Upon clicking on the Guardian homepage, I am immediately greeted by the following article: Cameron faces pressure to seal Scotland deal underneath lie a further 5 articles concerning the headline, including a Guardian view (The Guardian view on David Cameron playing politics with constitutional reform). I especially appreciate the inclusion of a ‘view’ (that is, a admittance of what the newspaper’s official stance on the issue is) and this is something I have noticed a lot over the past few weeks, as at least when you are considering the newspaper’s spin on the topic, you are aware of what they actually think.
In comparison, the Daily Mail news site greets me with a small link to the equivalent article, under a large, unflattering picture of Alex Salmond and his accompanying article, with the following headline: Miliband REJECTS English Votes for English laws and accuses Cameron of playing politics with Westminster ‘vow’ to Scotland. Without even reading the article, I can immediately tell the spin the Mail will take: anti-Labour and anti-Miliband.
I find this use of linguistics particularly interesting, with the Guardian using a straightforward, unbiased headline giving the reader a snapshot of the story, with the Mail in contrast, using a long-winded line laden with lexis and punctuation designed to incur anger.
The Mail refers to Ed Miliband constantly as ‘Mr. Miliband’ with David Cameron referred to in full. The use of ‘Mr’ can certainly be seen as belittling, which to an extent is fair enough as it is no secret that the Mail has right-wing leanings. The article constantly refers to his apparent rejection of ‘English votes for English laws’ which is actually never explicitly rejected by ‘Mr’ Miliband. This Miliband-bashing is nothing new to the Daily Mail, with an almost daily slew of slander coming his way. It is fine to not support or endorse Labour, but it is beggars belief that any paper that publishes an article entitled ‘Ed Miliband is WEIRD’ can be considered good journalism. The capital letters and sarcastic tone of writing undermines significantly Labour’s view on devolution to both Scotland – who should primarily be the focus in the political post-referendum sphere – and England.

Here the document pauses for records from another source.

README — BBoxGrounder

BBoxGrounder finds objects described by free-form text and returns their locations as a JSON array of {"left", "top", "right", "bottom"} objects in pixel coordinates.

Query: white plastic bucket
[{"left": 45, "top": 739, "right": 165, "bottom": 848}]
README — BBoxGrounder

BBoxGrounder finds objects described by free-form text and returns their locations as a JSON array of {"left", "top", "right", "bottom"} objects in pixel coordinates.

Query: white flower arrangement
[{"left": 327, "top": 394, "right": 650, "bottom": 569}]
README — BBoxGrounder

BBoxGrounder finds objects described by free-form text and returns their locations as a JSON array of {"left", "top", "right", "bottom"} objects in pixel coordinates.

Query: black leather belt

It is obvious as to why Miliband avoids directly answering this question (should Scottish MPs have the vote on purely English issues?) as a large part of Labour’s MPs are Scottish based, yet nevertheless, I agree with the principle that Scotland’s devolution should be the government’s priority given that 45% of the Scottish population embraced independence and voted yes. This only lessens my respect for David Cameron, given his conditional and tactical addition of English devolution, alongside Scotland’s. To me, this appears as a result of Cameron’s near failure to maintain the Union, with Glasgow and Dundee voting in favour of independence, which if achieved, would have certainly seen his resignation.
English devolution is important, especially as currently the political focus is on London, but the inability of Scottish MPs to vote on English issues in Westminster would be unfair and also draw up further questions: should non-London MPs get to vote on London-centric issues and vice-versa? Similarly, how much time should be focused on London in Westminster etc. This is an obvious ploy by Cameron to reduce the influence of Labour, the main (barely) left-leaning party in parliament and leave England how the Tories would like it – right wing and conservative.
To me, this only stresses the importance of an awareness of what the papers want you to believe, and in no way am I suggesting that the Guardian is unbiased, yet in this case, I feel it offers a fairer and more comprehensive analysis of the current situation. The devolution question raises countless others, and it will be interesting to see how it develops over the coming days and weeks especially considering Cameron’s reneging on pre-referendum promises which is doing nothing to help the reputation of parliament, politicians or the Conservatives.
(Note: I appreciate the Daily Mail cannot really be considered a broad-sheet or even a well-respected publication, yet I chose it as so many people read it everyday.)